The 17th century saw the beginning of a large-scale book-printing in Goa, egged on massively by the need to print Christian texts for the benefit of the newly converted Christians. This time also saw a shift from the use of coercion to that of religious education for conversions. Thus, a number of books were printed in Konkani and Marathi due to the initiative of, among others, Father Thomas Stephens (who, in 1640, produced the first Konkani grammar—the Arte de Lingua Canarim—and in 1622, published Doutrina Christam em lingoa Bramana Canarim, ordenada a maneira de dialogo, pera ensinar os mininos, por Thomas Estevao, Collegio de Rachol or Christian Doctrines in the Canarese Brahmin Language, arranged in dialogue to teach children, which was the first book in Konkani and any Indian language), Father Antonio Saldanha, Father Etienne do la Croix, Father Miguel do Almeida and Father Diogo Ribeiro (whose Declaraçam da Doutrina Christam, or Exposition of Christian Doctrine in Konkani was printed in 1632). Despite the efforts of Father Stephens and the general familiarity of the Devanagari script, it was found easier to cast not Devanagari, but Roman types for Konkani. This was one of the major factors that alienated Konkani from other Indian languages, since the Roman script failed to fix a number of Konkani sounds that the Europeans faced difficulty in pronouncing. It was, however, this adoption of the Roman script for printing in the vernacular helped printing to flourish in Goa till 1684, when the official decree suppressed the vernacular languages and printing suffered a setback. Printing in Tamil stopped after 1612, and the last books printed in Latin and Portuguese before printing fairly died were published in 1674.

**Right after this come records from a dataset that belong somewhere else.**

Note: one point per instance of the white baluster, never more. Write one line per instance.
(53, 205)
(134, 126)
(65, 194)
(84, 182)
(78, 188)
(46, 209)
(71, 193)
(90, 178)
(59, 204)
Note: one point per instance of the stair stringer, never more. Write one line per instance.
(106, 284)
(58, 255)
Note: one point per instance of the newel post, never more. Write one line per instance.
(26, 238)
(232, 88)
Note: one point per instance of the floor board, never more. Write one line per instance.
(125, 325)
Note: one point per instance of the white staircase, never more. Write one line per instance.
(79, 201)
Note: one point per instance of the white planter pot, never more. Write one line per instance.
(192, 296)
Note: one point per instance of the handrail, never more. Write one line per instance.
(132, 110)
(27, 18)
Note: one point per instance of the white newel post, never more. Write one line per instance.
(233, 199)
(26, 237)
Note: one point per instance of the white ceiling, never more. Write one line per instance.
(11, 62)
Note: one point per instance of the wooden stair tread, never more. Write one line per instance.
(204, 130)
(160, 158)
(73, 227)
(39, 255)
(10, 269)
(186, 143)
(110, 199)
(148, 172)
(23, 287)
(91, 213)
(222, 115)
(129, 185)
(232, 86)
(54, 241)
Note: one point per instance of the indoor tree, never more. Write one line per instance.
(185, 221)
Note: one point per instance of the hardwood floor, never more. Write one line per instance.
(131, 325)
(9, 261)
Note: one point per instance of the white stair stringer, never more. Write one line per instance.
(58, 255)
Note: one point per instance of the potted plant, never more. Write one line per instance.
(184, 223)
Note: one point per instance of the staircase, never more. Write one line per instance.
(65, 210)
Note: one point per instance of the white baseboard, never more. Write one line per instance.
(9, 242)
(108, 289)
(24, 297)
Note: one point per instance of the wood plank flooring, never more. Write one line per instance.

==Ziegenbalg and the revival of printing==

It was not until 1706 when Bartholomaeus Ziegenbalg, a Danish missionary, arrived at Tharangambadi that printing in India could flourish again. A printing press arrived around 1712–1713 and the Tranquebar Press produced its first publications. On Ziegenbalg's insistence, the first Tamil publication from the press reached the mass in 1713, followed by the New Testament in 1714. It was as late as 1821 that printing was revived in Goa with the starting of a weekly called Gazeta de Goa, later known as the Chronista Constitucional de Goa (1835) and still later, the Boletim de Governo do Estado da India (1837).

==Later years==

From 1940 to 1960 there were four to six printers in Goa, of which the prominent ones were J. D. Fernandes, Gomantak Printers and Borkar Printers. Smaller entrepreneurs also joined the fray. One of these was a teacher in a local school in Churchorem. Rohidas Bandekar quit his profession to start a press—Bandekar Offset—with a meagre investment of Rs 24,000.